Canonical Correlation Analysis of Formulation Optimization Experiments

Abstract

Formulation optimization experiments are primarily composed of two groups of variables, a set of independent variables and a set of dependent variables. Simultaneous consideration of all the variables in a single analysis is desirable since it provides an opportunity to study the interrelationships of all variables, independent as well as dependent at the same time and imparts an in-depth insight into the entire system as a whole. A multivariate statistical analysis, known as canonical correlation analysis, has indeed this capability. In addition, the analysis has the capacity of extracting the maximum possible correlation, called canonical correlation, between the variables of the two sets.
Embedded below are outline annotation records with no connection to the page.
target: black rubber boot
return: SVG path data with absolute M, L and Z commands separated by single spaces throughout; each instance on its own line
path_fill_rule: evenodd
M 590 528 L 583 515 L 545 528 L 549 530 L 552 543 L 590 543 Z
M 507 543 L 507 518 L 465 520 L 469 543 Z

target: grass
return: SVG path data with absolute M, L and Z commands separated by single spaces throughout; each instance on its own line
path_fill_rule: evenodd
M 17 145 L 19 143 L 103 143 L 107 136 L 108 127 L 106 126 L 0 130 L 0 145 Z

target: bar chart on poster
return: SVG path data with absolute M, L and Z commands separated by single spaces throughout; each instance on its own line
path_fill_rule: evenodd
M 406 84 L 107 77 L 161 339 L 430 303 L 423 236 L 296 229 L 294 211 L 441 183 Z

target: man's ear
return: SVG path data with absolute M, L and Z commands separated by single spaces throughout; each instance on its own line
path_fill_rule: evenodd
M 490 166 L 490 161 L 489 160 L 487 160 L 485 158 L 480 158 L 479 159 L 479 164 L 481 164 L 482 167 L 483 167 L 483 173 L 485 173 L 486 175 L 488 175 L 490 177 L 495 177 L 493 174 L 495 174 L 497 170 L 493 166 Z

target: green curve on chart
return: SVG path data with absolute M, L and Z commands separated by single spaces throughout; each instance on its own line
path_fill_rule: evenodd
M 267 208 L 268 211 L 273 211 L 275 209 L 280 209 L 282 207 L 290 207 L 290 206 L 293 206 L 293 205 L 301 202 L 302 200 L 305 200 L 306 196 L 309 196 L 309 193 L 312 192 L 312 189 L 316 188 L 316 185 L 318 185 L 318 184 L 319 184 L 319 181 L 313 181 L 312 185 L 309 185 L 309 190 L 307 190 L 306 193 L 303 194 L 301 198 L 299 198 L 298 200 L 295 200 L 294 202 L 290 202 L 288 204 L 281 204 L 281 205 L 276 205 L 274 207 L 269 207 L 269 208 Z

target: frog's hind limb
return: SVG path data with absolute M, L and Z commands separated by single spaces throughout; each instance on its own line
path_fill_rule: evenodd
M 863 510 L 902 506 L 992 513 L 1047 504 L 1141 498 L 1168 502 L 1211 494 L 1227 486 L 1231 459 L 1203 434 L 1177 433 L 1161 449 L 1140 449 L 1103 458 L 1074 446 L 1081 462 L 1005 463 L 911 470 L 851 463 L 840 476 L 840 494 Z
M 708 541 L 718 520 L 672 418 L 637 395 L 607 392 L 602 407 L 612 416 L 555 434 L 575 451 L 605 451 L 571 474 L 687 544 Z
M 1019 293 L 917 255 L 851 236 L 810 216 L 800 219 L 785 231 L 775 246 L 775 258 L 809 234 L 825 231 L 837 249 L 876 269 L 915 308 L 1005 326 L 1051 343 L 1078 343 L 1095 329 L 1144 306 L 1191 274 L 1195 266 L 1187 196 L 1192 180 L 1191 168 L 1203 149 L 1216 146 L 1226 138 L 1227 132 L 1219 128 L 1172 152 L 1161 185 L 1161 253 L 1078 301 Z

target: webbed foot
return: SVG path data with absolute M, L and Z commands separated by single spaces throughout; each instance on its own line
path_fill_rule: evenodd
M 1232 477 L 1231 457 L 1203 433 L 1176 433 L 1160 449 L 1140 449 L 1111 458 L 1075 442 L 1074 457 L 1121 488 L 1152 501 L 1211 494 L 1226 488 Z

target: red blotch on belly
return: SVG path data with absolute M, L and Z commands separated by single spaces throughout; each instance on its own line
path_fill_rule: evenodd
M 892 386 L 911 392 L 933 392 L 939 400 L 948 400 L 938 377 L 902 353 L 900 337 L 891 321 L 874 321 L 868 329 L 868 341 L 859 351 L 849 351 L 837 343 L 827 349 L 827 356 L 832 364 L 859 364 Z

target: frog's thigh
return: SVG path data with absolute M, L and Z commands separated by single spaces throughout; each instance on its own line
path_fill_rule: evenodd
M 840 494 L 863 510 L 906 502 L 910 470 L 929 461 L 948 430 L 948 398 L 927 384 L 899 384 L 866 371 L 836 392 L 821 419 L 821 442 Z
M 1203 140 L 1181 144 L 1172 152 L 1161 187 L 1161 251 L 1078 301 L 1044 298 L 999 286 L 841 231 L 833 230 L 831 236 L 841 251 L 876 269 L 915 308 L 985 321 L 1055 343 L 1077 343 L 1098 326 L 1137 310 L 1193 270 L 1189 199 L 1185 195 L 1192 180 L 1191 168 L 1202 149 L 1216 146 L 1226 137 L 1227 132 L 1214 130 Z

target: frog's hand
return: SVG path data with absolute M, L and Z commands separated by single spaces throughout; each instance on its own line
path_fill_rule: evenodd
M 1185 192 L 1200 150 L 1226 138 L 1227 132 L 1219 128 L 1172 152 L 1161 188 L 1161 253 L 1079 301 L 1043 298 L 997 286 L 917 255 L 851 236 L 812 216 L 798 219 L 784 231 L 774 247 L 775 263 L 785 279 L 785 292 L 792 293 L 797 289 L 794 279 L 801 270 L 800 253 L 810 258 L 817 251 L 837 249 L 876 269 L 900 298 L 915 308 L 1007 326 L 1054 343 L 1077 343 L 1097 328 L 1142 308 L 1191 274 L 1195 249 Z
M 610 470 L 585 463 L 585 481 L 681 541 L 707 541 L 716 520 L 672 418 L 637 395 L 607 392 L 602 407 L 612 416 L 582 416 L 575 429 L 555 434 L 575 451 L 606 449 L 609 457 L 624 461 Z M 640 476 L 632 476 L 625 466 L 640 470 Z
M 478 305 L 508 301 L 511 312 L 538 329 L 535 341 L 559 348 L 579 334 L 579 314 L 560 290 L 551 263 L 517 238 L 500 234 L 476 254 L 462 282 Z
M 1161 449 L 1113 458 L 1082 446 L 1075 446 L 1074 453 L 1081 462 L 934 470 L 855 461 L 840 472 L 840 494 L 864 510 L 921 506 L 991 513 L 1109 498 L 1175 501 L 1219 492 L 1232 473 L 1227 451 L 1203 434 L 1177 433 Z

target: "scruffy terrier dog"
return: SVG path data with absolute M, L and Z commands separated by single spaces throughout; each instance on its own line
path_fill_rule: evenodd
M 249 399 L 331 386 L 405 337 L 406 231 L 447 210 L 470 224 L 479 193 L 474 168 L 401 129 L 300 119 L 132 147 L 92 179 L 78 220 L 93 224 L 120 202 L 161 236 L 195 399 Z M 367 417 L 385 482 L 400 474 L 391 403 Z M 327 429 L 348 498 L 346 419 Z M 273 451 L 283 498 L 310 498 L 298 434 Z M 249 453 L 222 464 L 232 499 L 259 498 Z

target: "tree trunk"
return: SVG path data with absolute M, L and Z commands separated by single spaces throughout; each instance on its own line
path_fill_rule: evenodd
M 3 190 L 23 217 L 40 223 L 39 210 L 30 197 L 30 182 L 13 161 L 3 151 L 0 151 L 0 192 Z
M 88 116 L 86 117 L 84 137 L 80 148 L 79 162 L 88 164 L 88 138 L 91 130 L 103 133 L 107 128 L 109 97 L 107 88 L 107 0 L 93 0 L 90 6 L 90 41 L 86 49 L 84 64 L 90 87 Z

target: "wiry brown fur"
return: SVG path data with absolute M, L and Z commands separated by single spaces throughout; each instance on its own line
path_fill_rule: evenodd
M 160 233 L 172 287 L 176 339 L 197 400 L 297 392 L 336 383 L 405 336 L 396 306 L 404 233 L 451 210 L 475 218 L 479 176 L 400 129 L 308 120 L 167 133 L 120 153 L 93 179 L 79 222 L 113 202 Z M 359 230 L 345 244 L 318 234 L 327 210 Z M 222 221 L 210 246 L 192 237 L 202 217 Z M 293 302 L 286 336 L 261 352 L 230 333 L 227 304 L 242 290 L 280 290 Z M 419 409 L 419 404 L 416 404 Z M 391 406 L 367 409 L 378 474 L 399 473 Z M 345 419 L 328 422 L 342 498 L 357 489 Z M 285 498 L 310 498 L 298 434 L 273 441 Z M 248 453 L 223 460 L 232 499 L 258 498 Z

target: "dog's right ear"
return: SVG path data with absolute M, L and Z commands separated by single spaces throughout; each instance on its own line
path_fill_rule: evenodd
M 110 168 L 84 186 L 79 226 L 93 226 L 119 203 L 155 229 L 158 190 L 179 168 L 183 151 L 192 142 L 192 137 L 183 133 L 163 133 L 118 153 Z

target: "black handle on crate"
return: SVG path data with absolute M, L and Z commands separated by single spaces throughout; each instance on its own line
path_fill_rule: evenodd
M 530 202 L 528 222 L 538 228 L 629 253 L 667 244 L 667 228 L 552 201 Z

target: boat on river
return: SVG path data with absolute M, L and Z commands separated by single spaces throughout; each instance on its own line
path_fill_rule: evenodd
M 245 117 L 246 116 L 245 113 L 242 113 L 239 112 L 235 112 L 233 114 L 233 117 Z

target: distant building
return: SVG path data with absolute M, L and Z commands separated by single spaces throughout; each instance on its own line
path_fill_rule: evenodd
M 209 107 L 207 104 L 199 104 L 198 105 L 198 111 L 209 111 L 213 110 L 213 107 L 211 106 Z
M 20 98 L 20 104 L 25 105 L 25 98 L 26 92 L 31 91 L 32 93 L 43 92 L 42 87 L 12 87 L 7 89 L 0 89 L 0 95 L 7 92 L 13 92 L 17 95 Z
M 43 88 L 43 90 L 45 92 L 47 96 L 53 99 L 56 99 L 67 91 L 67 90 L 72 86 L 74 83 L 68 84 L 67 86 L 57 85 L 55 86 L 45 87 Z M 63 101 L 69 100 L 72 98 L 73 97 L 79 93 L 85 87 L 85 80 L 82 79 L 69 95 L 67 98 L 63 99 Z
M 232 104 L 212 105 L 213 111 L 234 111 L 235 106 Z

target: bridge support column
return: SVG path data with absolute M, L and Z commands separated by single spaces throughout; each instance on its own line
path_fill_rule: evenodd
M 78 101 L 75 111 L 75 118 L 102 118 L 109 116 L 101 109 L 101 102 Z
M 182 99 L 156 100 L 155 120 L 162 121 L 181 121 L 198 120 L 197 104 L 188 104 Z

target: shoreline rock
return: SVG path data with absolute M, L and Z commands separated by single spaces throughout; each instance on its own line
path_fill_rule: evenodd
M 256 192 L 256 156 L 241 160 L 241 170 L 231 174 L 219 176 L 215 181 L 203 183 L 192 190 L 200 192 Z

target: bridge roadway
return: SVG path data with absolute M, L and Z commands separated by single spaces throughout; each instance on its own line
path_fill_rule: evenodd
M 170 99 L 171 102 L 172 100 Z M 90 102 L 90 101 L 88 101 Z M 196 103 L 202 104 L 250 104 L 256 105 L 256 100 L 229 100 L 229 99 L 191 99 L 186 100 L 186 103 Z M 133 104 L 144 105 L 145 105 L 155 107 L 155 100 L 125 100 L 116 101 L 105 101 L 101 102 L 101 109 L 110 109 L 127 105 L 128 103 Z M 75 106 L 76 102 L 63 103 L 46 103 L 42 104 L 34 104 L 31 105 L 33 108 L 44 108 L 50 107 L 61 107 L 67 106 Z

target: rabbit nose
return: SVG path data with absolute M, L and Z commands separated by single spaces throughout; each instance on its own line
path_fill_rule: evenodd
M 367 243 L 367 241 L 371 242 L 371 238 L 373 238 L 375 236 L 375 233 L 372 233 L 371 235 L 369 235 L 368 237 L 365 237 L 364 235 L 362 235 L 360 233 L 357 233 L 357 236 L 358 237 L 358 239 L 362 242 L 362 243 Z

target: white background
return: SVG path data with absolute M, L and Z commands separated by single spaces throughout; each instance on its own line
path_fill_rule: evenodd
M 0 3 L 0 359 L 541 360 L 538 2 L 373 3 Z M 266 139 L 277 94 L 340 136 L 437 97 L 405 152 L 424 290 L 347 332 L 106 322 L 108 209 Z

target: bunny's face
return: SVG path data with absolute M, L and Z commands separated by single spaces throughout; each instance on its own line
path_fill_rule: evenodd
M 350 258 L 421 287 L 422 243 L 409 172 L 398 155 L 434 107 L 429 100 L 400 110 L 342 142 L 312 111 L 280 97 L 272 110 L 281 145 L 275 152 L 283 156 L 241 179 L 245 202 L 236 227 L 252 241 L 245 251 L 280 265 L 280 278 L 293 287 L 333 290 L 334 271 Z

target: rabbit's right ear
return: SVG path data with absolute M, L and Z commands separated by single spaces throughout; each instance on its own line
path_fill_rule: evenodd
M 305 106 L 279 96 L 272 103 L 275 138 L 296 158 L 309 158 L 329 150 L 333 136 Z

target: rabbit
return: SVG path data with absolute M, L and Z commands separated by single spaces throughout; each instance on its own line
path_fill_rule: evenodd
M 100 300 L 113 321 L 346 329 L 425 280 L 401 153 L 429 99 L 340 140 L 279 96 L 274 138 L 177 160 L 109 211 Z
The larger the value of the canonical correlation (0.90 or above), the higher is the predictability of one set from the other set. The analysis produces two composite canonical functions, one for each set. They can be used to streamline the subsequent search process associated with the full-fledged optimization analysis. The analysis also has the cardinal property to rank-order the variables in each set according to their relative contributions to the canonical prediction function, and to delineate the most important variable in each set. This information can be useful in monitoring the future performance of the formulation in a time-and-cost effective manner and in selecting variables for future experiments. All the relevant features of the analysis have been depicted in this paper in the context of a mobile phase composition optimization experiment.